The world has become a different place from what we knew a few weeks ago, and that place changes daily. We are all coping as best we can personally—and I hope that involves staying home as much as possible, for safety’s sake.
On the professional front, every type of organization is experiencing new challenges and threats. Membership organizations are in a special situation, facing business challenges coupled with a responsibility to serve members with changing needs. I’m seeing organizations in the healthcare field step up and advocate passionately for their members and constituents, demanding the supplies and working conditions they need to be safe and fulfill their mission.
What else can membership organizations do to help their constituents when so much is in flux? Here are some ideas.
Take nonessential things off their plates—and yours. At a time when we may be stretched to the limit and facing information overload, adaptation is easier when we can offload nonessential tasks and eliminate distractions. Let’s talk about email. If you and your members are anything like me, you’re getting emails from all directions—more than ever. Some of the emails are important and time-sensitive (closures, cancellations, health guidelines, more cancellations), and some of them are just ‘noise,’ like COVID-19-related announcements from businesses you may have patronized only once. (Shoutout to the smoothie place I visited once last summer . . . and, Unsubscribe.)
None of us needs more emails creating ‘noise in the channel,’ nor do you need to spend time writing them. So, stop all your nonessential emails for a couple of weeks until things settle.

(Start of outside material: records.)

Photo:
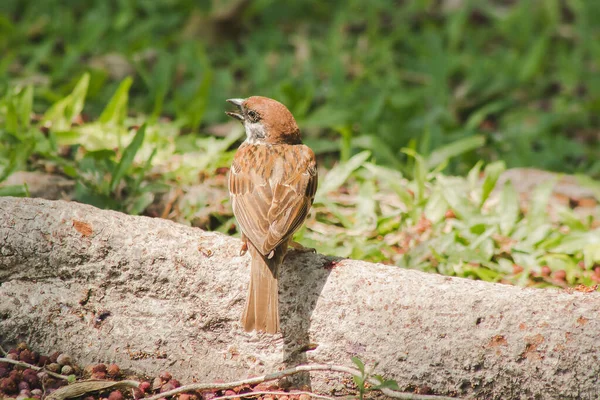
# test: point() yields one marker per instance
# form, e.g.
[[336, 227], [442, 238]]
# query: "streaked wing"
[[272, 189]]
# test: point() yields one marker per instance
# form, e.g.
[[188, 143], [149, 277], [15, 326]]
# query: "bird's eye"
[[253, 115]]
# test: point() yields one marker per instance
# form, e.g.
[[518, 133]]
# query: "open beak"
[[238, 103]]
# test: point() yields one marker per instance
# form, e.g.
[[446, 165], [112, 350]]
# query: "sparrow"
[[272, 185]]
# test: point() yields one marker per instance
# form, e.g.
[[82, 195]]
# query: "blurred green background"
[[523, 76], [415, 109]]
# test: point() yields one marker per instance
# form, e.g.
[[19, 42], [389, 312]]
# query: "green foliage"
[[401, 94], [378, 76], [113, 162], [466, 227], [365, 376]]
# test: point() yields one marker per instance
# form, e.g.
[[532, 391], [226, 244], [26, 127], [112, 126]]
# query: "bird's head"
[[266, 121]]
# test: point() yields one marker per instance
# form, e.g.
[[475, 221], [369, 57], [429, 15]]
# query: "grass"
[[414, 110]]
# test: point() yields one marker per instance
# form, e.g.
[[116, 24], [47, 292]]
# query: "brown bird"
[[272, 184]]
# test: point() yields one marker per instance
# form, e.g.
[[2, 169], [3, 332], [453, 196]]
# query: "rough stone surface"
[[153, 295]]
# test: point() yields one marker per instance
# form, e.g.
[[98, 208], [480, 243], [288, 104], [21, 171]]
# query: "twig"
[[34, 367], [292, 371], [250, 394]]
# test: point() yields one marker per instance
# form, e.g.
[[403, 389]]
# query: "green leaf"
[[508, 210], [128, 157], [454, 149], [60, 115], [14, 191], [359, 364], [534, 59], [339, 174], [492, 173], [419, 172], [387, 384], [25, 106], [436, 207], [116, 109], [540, 197]]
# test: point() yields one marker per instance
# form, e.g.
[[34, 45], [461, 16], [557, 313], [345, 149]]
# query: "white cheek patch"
[[255, 132]]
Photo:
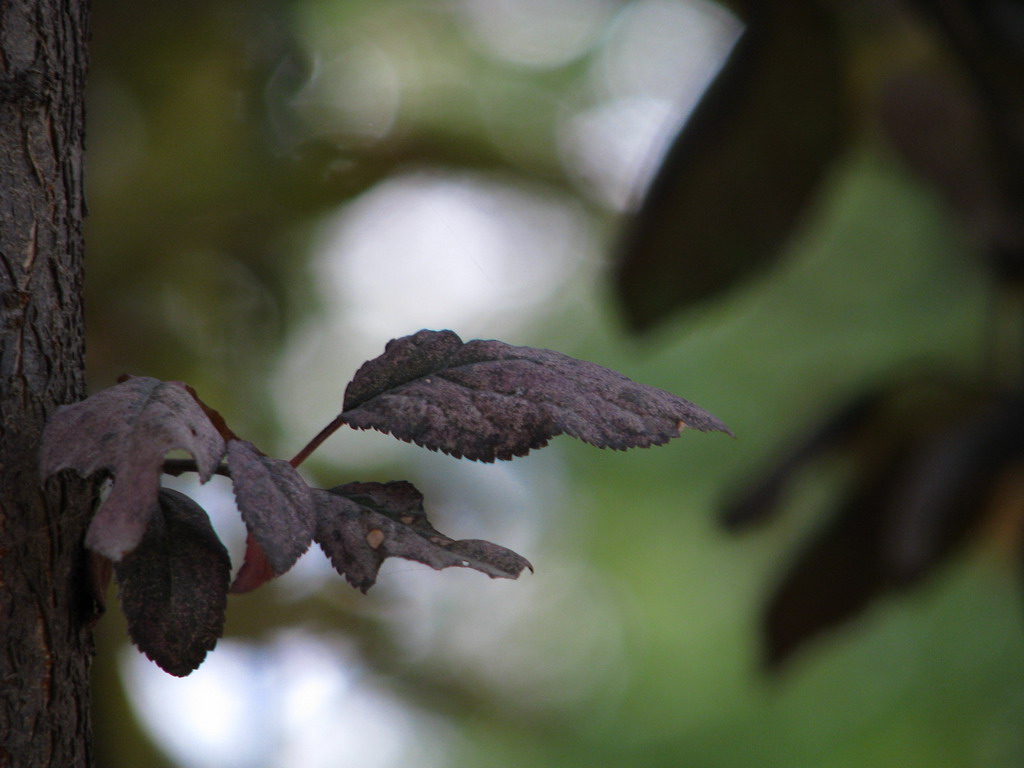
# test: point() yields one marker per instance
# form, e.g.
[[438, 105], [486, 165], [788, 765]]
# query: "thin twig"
[[329, 430]]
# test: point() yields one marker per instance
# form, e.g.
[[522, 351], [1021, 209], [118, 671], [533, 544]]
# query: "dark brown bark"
[[45, 640]]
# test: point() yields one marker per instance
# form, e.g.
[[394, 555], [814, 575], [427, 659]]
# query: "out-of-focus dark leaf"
[[487, 399], [126, 430], [835, 578], [759, 501], [925, 456], [278, 509], [742, 169], [945, 489], [940, 128], [173, 586], [361, 523]]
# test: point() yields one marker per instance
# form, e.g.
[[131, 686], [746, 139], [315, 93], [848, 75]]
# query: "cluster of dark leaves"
[[926, 456], [481, 400], [928, 460], [745, 169]]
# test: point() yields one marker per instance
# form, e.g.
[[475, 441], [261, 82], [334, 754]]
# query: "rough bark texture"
[[45, 641]]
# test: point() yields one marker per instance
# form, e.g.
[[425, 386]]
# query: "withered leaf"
[[488, 399], [173, 586], [361, 523], [126, 430], [278, 509]]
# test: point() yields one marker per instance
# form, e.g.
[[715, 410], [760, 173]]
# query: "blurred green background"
[[279, 187]]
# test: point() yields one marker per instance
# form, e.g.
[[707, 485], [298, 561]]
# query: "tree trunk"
[[45, 602]]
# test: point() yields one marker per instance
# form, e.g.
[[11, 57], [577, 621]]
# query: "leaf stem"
[[178, 467], [314, 443]]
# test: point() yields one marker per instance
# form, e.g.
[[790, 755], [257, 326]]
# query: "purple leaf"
[[173, 586], [487, 399], [126, 430], [361, 523], [278, 508]]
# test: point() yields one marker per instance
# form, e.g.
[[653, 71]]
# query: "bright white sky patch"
[[432, 251], [536, 33], [295, 702]]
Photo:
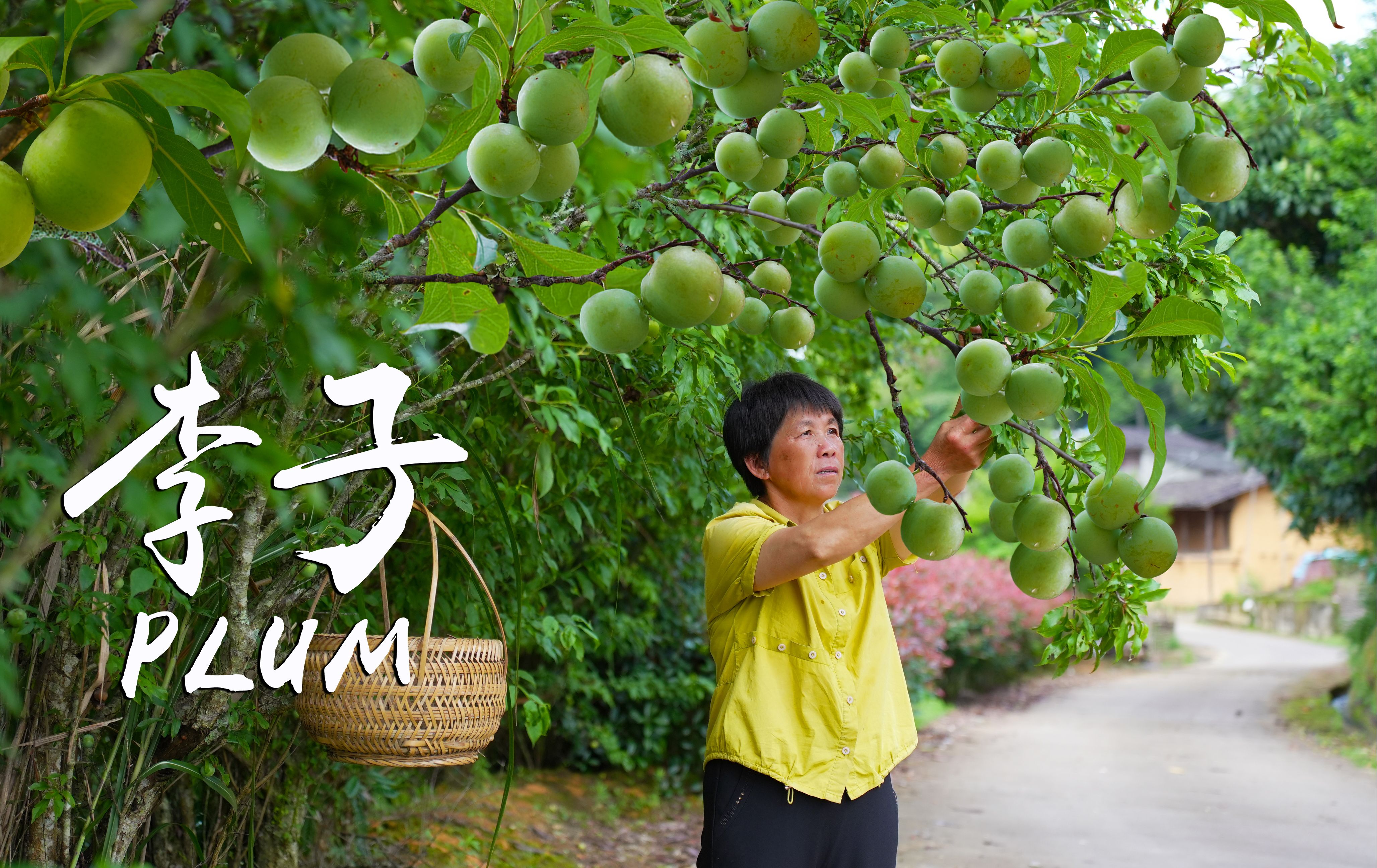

Knowing when to communicate less is actually a discipline you can retain long after the current pandemic abates. In the website redesigns I lead, this is a constant theme—what disused content can we eliminate (and not worry about producing and maintaining anymore), so we can focus on what’s really valued?
Another example: I’m on the board of a small not-for-profit, whose executive director was struggling to find the writing time and content for a weekly newsletter. I implored her to look at readership analytics, survey her distribution list members, and see if she could transition to a monthly newsletter instead. In the end, readers were amenable and have been happy with the the monthly newsletter, which contains more valuable information than the weekly format. And the executive director is more productive now that she has regained time for strategic pursuits.
Ease some worries. We all have more than enough to worry about these days. Some of our worries are caused by unpredictability and the unknown. Membership organizations are in a position to remove some of these worries by being decisive and taking off some pressures. For example, one of my association clients deferred membership renewal fees for the time being, to ensure their members (first-line healthcare providers) would continue to have access to members-only clinical and practice-related content and discussions while treating COVID-19 patients.
In addition to membership renewal dates, there may be other deadlines you have control over—exam dates, nomination deadlines, etc. Give extensions. And set expectations about when to expect an update on any rescheduled dates and deadlines. Which brings me to the matter of conferences. Having nervously awaited updates on conferences I was planning to attend and present at, I urge you to . . .
Make event decisions as early as possible. Whatever you decide to do about your in-person events—cancel, postpone, or convert to online formats—do it early and be clear about refunds and other logistics. This will ease the minds of attendees, speakers, and sponsors or exhibitors, not to mention staff.
If you do convert your event to online, think about what mix of online tools would create the right experience. You could have presentations and smaller breakout meetings (as are available in Zoom), virtual posters, collaborative exercises (using a tool such as Mural.co). You could repurpose your conference app for announcements, attendee networking, and making presentation materials available. Be creative—we’re all having to improvise now.
Ask members what they need. This should be part of your usual practice, but if it’s not, adopt a member- and user-centered approach now. Use informal and formal means of gauging your members’ needs and mindset. What are their primary concerns? What are their most pressing needs? Ask your customer service and membership staff what members and customers are calling and emailing about. Look at search analytics to see what they are searching for that brings them to your site and what they search for once they get there. Look at your web analytics for usage trends. See what people are discussing in your online community and other online forums for your profession. Ask your committees what they are seeing in the field. Distribute a short survey (just a few questions) on your website and as an add-on to essential communications, and say it’s your way of asking what members need right now so you can best help them.
There are other remote research techniques that can be employed, as well, such as interviews, focus groups, card sorts, and navigation tests. I use these routinely as part of website assessments and redesign projects. The point is to choose methods that are respectful of people’s time, so you can find out what your constituents need and meet them where they are.
Stay in touch & embrace improvisation. We may be keeping a safe physical distance (please!), but we need each other, perhaps more than ever. Membership organizations have a special role to play in helping make sure their members and customers have the support, resources, and advocacy that will help them weather these trying times. Actively listening, anticipating the needs of members and customers, and being flexible are key. Look, none of us have done this before. We’re bringing our whole selves to work as never before—our worries and fears, but also our ideas, strengths, creativity, compassion, and oh, yeah—our kids and pets! Improvisation can feel weird, but remember it’s how we get jazz. When we improvise together, beautiful things can happen.
Do your best to show your members, customers, and colleagues that we’re in this together. Ask what they need, and do your best to meet those needs in the near term so that with them on board, you can continue to fulfill your mission in the longer term.